Peru has recorded its first-ever case diphtheria after 20 long years after warnings were issued by various international health organisations that the ongoing coronavirus pandemic can affect the routine of vaccination programmes.
The warnings have been issued specifically for the younger generation, who have been negatively affected by the downward spiral in the economy and the availability of the health services in the country due to the pandemic.
Peru is now on a national epidemiological alert to detect other potential cases, bolster vaccinations and curb any potential wider outbreak which is expected to get worse with the commencement of the second wave of coronavirus in several countries.
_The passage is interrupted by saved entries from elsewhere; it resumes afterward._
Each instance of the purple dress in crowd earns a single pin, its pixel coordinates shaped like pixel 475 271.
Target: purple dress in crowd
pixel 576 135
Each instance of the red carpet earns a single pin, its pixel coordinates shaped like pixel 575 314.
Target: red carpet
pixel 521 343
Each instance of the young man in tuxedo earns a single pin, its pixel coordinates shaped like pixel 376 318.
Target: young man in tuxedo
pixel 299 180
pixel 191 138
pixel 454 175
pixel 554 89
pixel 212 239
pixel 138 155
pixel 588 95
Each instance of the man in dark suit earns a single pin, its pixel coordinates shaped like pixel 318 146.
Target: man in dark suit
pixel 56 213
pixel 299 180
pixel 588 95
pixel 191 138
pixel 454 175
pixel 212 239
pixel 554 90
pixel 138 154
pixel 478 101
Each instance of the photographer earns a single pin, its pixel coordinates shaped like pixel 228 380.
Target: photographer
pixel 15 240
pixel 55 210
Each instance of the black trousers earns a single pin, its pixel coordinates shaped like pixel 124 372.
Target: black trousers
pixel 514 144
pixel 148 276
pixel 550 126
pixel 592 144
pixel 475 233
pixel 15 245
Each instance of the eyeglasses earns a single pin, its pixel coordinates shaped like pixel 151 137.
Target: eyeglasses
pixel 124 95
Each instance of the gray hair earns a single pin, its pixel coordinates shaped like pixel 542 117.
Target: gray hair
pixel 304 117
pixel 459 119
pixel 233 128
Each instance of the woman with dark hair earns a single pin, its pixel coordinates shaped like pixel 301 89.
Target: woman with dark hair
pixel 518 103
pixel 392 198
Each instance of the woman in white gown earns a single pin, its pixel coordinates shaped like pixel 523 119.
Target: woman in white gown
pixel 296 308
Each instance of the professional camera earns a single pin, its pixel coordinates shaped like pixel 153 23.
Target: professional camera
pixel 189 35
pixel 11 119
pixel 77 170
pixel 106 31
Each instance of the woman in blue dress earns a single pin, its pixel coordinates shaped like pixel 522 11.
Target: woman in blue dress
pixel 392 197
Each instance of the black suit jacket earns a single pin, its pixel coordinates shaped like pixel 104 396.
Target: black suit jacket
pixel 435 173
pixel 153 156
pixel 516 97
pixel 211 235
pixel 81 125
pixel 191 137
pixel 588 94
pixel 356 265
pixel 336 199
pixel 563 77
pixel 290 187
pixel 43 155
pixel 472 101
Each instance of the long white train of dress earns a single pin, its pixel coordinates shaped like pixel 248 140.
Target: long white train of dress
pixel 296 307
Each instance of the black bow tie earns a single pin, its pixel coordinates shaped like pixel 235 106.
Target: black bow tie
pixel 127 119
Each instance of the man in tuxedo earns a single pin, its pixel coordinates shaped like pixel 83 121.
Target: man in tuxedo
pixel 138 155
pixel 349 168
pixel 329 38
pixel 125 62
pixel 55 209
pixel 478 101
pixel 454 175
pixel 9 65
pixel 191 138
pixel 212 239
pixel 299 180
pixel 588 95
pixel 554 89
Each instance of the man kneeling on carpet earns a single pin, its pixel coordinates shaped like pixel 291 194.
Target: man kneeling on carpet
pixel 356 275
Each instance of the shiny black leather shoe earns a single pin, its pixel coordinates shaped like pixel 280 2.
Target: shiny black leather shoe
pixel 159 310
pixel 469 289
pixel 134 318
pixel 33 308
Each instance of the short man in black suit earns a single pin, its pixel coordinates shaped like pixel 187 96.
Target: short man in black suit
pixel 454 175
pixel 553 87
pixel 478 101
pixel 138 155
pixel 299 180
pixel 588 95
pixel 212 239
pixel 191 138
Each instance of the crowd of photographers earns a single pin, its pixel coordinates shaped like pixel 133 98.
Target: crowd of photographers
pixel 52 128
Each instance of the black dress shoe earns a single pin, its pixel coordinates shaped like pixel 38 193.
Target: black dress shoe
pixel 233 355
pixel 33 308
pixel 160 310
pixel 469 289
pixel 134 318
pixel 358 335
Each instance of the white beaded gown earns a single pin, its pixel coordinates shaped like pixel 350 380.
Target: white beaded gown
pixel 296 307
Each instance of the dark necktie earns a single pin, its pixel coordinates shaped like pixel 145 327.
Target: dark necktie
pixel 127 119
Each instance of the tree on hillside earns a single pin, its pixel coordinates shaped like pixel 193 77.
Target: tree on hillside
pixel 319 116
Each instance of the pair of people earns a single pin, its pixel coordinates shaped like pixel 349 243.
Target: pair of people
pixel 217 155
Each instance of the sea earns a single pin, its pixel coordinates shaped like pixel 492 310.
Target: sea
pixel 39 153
COVID-19 has severely affected Peru with more than 892,000 cases and 34,200 deaths.
As of now, a five-year-old girl living in the capital Lima has been diagnosed with the infectious respiratory disease, the Andean nation’s Public Health Vice Minister Luis Suarez reported on Tuesday. The young girl is in a stable condition and is being closely monitored by a team of doctors.
The case has been diagnosed after almost 20 years, as the last case was cured in 2000, and the Pan American Health Organization had warned in 2019 that the disease may exist in few other countries such as Brazil, Colombia, Venezuela and Haiti.
This disease affects the throat and upper airways which causes the dead tissue to build up and the patent, then, finds it difficult to breathe. Just like the novel coronavirus, this disease can also spread through physical contact, and also by respiratory contact. The most severe cases can take the mortality rate beyond 10 per cent.
The United Nations warned in July that immunizations against dangerous diseases, including diphtheria, had dropped alarmingly during the pandemic, with three-fourths of 82 countries reporting disruption to their programs in a May survey because of shortages of protective equipment for health workers, travel restrictions and low staffing.
Suarez admitted that due to lack of funds, the government had only issued 40 per cent of diphtheria and tetanus vaccinations instead of the usual 70 per cent.